I would say we are going to switch to having a Docker container that has each app in it separately. Because we've run into trouble where like we've updated one app and it's broken another. So going forward, we're switching to one container for each.
Because this specific instance is a Keras model that isn't necessarily specific to R or Python, do you need R or Python at all? Is it because of like the API wrapper or text preprocessing?
So I think that from my perspective, it was that I was handed a model in R. Why would I rebuild that? Like it already exists. And so the exploration was done in R. And so that's why we decided to support our native model.
So what we do, you know, with us, we first take the conversation and then we remove the weird characters. And then we do this. And then we feed it to the model. And, you know, some of our engineers are like, wow, we could technically run TensorFlow in Java. But then we'd have to figure out what to do with all those steps. And it's like, well, we'd have to keep them in R anyway.
So I think that normally the argument that people put forth is like, oh, well, it's more scalable and we support Java. And it's like we just used all the Java tools that exist and did it in R and it worked just fine. And then you eliminate the double work.
I have a question for your neural network. So based on the application, it looks to me it's like a natural language processing. So it should be the sequence model. But you mentioned about the convolutionary neural network. Can you give me some explanation here?
So we tried actually started with a recurrent neural network. And we found that the recurrent neural network did not perform as well as a convolutional neural network. Our suspicion is because of the classification, usually someone says, Bill, so high. And those three words, it doesn't matter what's all around it. So that's our suspicion for why a convolutional neural network works slightly better. But we were actually surprised at how shallow the optimal networks ended up being.
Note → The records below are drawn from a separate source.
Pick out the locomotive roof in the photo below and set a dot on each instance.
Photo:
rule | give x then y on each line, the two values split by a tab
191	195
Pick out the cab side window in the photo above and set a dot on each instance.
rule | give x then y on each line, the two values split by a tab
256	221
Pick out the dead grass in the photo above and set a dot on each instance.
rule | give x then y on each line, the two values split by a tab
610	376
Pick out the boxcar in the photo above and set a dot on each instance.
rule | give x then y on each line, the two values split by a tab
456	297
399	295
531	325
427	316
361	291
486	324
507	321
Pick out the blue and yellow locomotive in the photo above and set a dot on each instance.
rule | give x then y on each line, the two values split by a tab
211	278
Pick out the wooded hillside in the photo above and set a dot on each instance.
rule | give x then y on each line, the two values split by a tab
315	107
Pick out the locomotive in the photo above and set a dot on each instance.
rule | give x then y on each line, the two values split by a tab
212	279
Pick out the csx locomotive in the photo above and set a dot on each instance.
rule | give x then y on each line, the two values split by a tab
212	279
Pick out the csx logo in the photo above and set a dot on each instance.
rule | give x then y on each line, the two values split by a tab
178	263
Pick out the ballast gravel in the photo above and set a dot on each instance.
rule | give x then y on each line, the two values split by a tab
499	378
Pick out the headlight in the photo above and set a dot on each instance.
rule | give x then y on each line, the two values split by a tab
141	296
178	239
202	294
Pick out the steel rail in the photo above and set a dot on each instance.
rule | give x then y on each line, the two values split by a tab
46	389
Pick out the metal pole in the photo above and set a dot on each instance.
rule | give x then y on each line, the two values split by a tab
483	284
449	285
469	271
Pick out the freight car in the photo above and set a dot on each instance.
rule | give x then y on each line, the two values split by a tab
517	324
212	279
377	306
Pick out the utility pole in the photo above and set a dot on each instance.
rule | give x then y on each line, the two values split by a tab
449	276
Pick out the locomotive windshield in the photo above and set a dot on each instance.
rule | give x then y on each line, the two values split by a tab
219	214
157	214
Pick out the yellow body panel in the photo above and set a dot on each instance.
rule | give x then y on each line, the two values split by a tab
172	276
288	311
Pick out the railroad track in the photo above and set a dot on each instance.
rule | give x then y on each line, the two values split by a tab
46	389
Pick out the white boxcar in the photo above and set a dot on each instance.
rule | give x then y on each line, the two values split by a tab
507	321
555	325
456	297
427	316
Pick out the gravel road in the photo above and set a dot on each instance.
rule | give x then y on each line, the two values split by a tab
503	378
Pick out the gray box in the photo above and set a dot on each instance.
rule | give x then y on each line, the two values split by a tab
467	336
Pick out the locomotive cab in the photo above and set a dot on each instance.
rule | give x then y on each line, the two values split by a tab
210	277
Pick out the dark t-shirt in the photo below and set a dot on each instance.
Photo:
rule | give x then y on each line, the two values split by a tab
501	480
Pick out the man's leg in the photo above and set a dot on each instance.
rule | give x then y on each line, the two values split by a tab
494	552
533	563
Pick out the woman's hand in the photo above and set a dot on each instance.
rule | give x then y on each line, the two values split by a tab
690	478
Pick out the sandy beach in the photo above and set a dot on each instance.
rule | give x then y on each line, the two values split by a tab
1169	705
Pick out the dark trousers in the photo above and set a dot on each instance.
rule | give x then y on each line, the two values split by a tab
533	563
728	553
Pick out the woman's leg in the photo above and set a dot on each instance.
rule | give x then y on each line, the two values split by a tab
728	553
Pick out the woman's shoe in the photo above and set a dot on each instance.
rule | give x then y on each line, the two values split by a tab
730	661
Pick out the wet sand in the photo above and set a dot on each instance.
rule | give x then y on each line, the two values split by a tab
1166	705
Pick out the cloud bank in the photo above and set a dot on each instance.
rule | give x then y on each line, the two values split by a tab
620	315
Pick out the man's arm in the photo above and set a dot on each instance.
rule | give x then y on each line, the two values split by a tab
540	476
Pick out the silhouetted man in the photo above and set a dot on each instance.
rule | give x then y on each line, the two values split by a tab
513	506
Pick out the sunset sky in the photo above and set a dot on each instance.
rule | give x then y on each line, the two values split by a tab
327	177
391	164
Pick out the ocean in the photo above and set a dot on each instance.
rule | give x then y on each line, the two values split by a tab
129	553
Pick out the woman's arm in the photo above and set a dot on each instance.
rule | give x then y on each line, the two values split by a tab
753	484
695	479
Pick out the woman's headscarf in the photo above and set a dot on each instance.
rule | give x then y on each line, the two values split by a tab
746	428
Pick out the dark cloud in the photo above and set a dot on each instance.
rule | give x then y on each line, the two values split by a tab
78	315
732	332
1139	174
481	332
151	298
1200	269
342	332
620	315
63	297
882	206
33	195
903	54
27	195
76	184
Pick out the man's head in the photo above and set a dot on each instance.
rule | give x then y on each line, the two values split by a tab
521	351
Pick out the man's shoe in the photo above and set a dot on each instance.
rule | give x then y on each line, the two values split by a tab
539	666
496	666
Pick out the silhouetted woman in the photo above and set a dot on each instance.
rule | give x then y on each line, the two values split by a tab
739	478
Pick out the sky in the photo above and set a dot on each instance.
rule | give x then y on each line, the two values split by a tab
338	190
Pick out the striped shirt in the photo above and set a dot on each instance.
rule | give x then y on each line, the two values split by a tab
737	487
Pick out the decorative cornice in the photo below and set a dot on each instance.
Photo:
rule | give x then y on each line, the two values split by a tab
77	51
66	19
We were expecting to have five layers and recurrents, but it's really one convolutional layer, one or two dense layers, and then that's the whole network.
You spoke about making your app secure. Can you speak a bit about that? Two-factor authentication and how you're able to achieve that using R?
So all of our stuff right now is accessed from within our network. So we don't have to do an Apigee authentication. But if we did an Apigee authentication, it would be very simple. We would just make the relative API calls. One thing that we did do is that all of our messages have to be passed encrypted. And so we used a, there's a library that's Sodium that's really good in encryption. And then you can decrypt in Java. So we were being passed things from Java that we then had to decrypt and then re-encrypt in R. And so we use that all using the Sodium library to do that, which is AES-256 encryption. So it's pretty secure.